A promise that lifting the secondary and tertiary boycott of Israel would be discussed at an Arab ministerial meeting in March is more qualified than initially claimed, comments made at the end of January by Arab League secretary-general Esmat Abdel-Meguid suggest.

In an interview with the BBC World Service on 1 February, Abdel-Meguid confirmed that US Commerce Secretary Ron Brown had asked him to raise the boycott at a meeting in Cairo on 20 January. However, Abdel-Meguid said the request centred on specific projects only. ‘This matter has been put to me at the request of secretary Brown concerning the secondary and tertiary boycott (affecting) American companies that would like to deal with some projects in Jericho and Gaza,’ Abdel-Meguid said. ‘I told him it would be OK for me to submit that request to the council of foreign ministers due to meet in Cairo at the end of March.’

The US Commerce Department had previously announced that Brown had received a commitment from Abdel-Meguid ‘that recision of the secondary and tertiary boycotts against Israel would be considered’ at the next Arab League meeting. This suggested the boycott as a whole would be under review. Brown was visiting Cairo as part of a tour of Israel, the occupied territories and three Arab countries in which he called for an end of the Arab boycott of Israel (MEED 4:2:94, Regional Focus).

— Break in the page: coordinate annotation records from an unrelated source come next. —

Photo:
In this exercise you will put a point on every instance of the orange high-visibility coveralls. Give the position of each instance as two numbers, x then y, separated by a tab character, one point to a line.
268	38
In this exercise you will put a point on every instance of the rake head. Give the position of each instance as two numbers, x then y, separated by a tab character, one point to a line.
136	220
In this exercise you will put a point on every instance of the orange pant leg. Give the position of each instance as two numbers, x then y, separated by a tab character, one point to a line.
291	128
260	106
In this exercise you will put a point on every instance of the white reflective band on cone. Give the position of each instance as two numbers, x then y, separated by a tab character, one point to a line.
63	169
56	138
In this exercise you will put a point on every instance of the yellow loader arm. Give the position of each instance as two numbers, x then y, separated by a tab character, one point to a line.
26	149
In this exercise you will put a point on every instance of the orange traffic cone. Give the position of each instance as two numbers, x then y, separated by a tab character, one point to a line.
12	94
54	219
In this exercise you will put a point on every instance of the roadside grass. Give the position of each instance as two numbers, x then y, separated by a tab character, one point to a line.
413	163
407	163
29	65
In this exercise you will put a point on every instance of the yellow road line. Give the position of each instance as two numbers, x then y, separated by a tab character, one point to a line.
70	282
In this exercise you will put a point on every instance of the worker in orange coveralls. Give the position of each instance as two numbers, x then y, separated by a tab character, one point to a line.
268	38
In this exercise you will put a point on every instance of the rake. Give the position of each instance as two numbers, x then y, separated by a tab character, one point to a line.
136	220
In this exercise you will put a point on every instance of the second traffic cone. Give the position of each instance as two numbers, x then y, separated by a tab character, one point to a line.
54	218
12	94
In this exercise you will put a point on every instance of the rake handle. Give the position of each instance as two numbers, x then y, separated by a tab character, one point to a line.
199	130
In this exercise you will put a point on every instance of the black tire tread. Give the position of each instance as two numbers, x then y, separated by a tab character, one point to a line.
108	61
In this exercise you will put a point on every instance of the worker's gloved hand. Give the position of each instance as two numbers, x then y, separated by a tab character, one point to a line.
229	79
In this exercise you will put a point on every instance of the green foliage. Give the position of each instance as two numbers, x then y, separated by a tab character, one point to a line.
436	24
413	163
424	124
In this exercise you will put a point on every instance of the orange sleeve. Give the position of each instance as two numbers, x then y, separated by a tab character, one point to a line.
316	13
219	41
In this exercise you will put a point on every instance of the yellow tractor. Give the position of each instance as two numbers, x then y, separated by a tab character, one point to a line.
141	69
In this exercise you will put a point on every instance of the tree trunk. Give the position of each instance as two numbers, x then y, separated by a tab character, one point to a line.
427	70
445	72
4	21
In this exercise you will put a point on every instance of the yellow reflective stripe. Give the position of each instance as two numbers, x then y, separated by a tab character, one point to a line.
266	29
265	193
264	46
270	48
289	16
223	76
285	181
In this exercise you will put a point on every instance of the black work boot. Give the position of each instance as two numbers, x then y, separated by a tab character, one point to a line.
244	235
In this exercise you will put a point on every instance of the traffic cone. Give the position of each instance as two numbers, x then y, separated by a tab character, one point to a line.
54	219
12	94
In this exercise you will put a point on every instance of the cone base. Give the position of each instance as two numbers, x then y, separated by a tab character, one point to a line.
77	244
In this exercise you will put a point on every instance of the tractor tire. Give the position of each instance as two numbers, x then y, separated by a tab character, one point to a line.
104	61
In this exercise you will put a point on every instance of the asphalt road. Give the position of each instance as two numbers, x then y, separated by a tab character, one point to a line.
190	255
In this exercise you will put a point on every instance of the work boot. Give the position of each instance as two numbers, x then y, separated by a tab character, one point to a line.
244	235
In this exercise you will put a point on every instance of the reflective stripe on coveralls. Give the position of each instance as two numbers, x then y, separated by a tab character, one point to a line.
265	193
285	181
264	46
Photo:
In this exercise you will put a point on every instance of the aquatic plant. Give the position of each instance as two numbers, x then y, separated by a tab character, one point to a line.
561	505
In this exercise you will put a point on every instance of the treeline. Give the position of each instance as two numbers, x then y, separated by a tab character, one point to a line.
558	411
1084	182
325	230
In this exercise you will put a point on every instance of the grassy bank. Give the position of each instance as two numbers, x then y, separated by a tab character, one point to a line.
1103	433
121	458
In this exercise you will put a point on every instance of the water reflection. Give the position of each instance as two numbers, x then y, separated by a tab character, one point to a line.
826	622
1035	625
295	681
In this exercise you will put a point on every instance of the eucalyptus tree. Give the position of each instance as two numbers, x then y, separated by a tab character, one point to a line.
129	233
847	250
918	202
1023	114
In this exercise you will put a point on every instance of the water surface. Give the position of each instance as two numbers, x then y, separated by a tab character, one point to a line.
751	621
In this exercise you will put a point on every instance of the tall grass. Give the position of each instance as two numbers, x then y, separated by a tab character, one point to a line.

In a further sign of mounting pressure in the US for an end to the boycott, the American Jewish Committee placed a full-page advertisement in the daily New York Times on 31 December calling for an end to Arab ban on trade with Israel. The advertisement said that an end to the boycott ‘is the first step on the road to the economic co-operation needed to secure long-term peace for Israelis, for Palestinians, indeed for all the people of the Middle East.’